As Philip Booth and I have outlined in a new briefing note, this would be a huge mistake, both economically and practically. Sadly, the potential extra revenue that this might bring in (in effect it would be a huge tax rise) means it looks quite likely to happen.

There are broadly two theoretical ways of incentivising pensions saving. You can either allow people to save for a pension out of taxed income and then not tax returns or the pension income when it is paid out; or you can institute tax relief for pension contributions and then tax pension income. The latter is essentially what the UK does now. A “flat rate tax relief” (potentially of 30 per cent) would replace this system of tax deferral with an arbitrary subsidy for pension saving.

The justifications for this change are incredibly shaky. Most critics of the status quo say the current system of tax relief is very expensive, with a disproportionate amount of the “cost” being directed towards the wealthy. In particular, the ability of some to obtain tax relief at 40 per cent and only pay 20 per cent on their pension income is claimed to be “unfair”.

These criticisms are misguided. For a start, the so-called “cost” of tax relief is often compared to a world in which pension contributions are made out of post-tax income with pensions also taxed when received, such that income tax would be charged twice on pension contributions. If we instituted this, nobody would save through pensions. It is not an appropriate counterfactual.

And the reason the “cost” of tax relief is skewed to the rich is simply because the rich pay most tax. That some receive 40 per cent relief but pay just 20 per cent on their pension is also a feature of the current system – allowing people to benefit from income spreading over their lifetime. Moving to a system of flat rate relief, on the other hand, would punish those on fluctuating incomes over their lifetime and would see some higher rate taxpayers obtaining tax relief of just 30 per cent on a contribution that is then used to buy a pension that is taxed at 40 per cent. They would, in effect, be “fined” when making pension contributions.

If the economics of a flat rate relief are incoherent, the practical difficulties would be worse. Hundreds more pages in the tax code would be needed to counteract potential loophole exploitation and to correct for the incentives the regime would create. Provisions would have to be made to prevent those approaching retirement from piling in pension contributions receiving the flat rate tax relief and then paying just 20 per cent income tax on their pension income. Goodness knows how the change would be managed in defined benefit schemes too.

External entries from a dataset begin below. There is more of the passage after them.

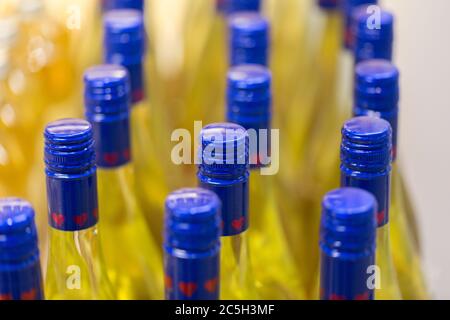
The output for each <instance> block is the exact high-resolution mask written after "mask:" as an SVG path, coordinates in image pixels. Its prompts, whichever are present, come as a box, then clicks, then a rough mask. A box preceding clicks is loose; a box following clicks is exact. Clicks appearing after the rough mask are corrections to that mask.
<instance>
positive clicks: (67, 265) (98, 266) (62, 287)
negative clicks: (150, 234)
mask: <svg viewBox="0 0 450 320" xmlns="http://www.w3.org/2000/svg"><path fill="white" fill-rule="evenodd" d="M48 252H49V258H48V263H47V273H46V281H45V290H46V295H47V297H48V298H49V299H75V300H92V299H95V300H98V299H114V293H113V292H114V291H113V290H112V288H111V284H110V283H109V280H108V275H107V271H106V268H105V264H104V261H103V256H102V251H101V247H100V240H99V237H98V230H97V226H93V227H91V228H88V229H83V230H79V231H62V230H58V229H55V228H50V231H49V249H48Z"/></svg>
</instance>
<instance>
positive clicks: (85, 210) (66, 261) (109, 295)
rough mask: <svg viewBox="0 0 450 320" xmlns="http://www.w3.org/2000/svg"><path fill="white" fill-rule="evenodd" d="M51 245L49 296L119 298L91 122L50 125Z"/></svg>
mask: <svg viewBox="0 0 450 320" xmlns="http://www.w3.org/2000/svg"><path fill="white" fill-rule="evenodd" d="M44 136H45V164H46V169H45V172H46V176H47V201H48V221H49V225H50V228H49V229H50V230H49V233H50V234H49V248H48V252H49V253H48V263H47V272H46V278H45V292H46V296H47V298H48V299H81V300H91V299H93V300H98V299H115V297H116V295H115V292H114V290H113V287H112V285H111V282H110V281H109V278H108V273H107V268H106V265H105V262H104V258H103V253H102V249H101V246H100V240H99V233H98V229H97V222H98V205H97V176H96V167H95V163H94V162H95V152H94V145H93V144H94V142H93V134H92V127H91V125H90V124H89V122H87V121H84V120H78V119H64V120H59V121H55V122H52V123H50V124H48V125H47V127H46V129H45V133H44Z"/></svg>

All this is not to say that the coherence of our current tax incentives for pensions saving could not be improved. Given the pensions liberalisation we have seen, the 25 per cent tax-free lump sum at retirement now makes little sense. This allows contributors to sidestep the tax system completely and necessitates significant tax legislation, not to mention the shrinking lifetime allowance, to prevent abuse. It is also a bizarre tax incentive given the whole aim of pensions saving is to provide a regular retirement income.

Funnily enough, severely restricting or abolishing this lump sum would save money, be progressive and make the tax system more coherent. Sadly, though, rumours abound that the chancellor is not considering this, but instead will further complicate the tax system away from sound economics by tinkering with pension tax relief.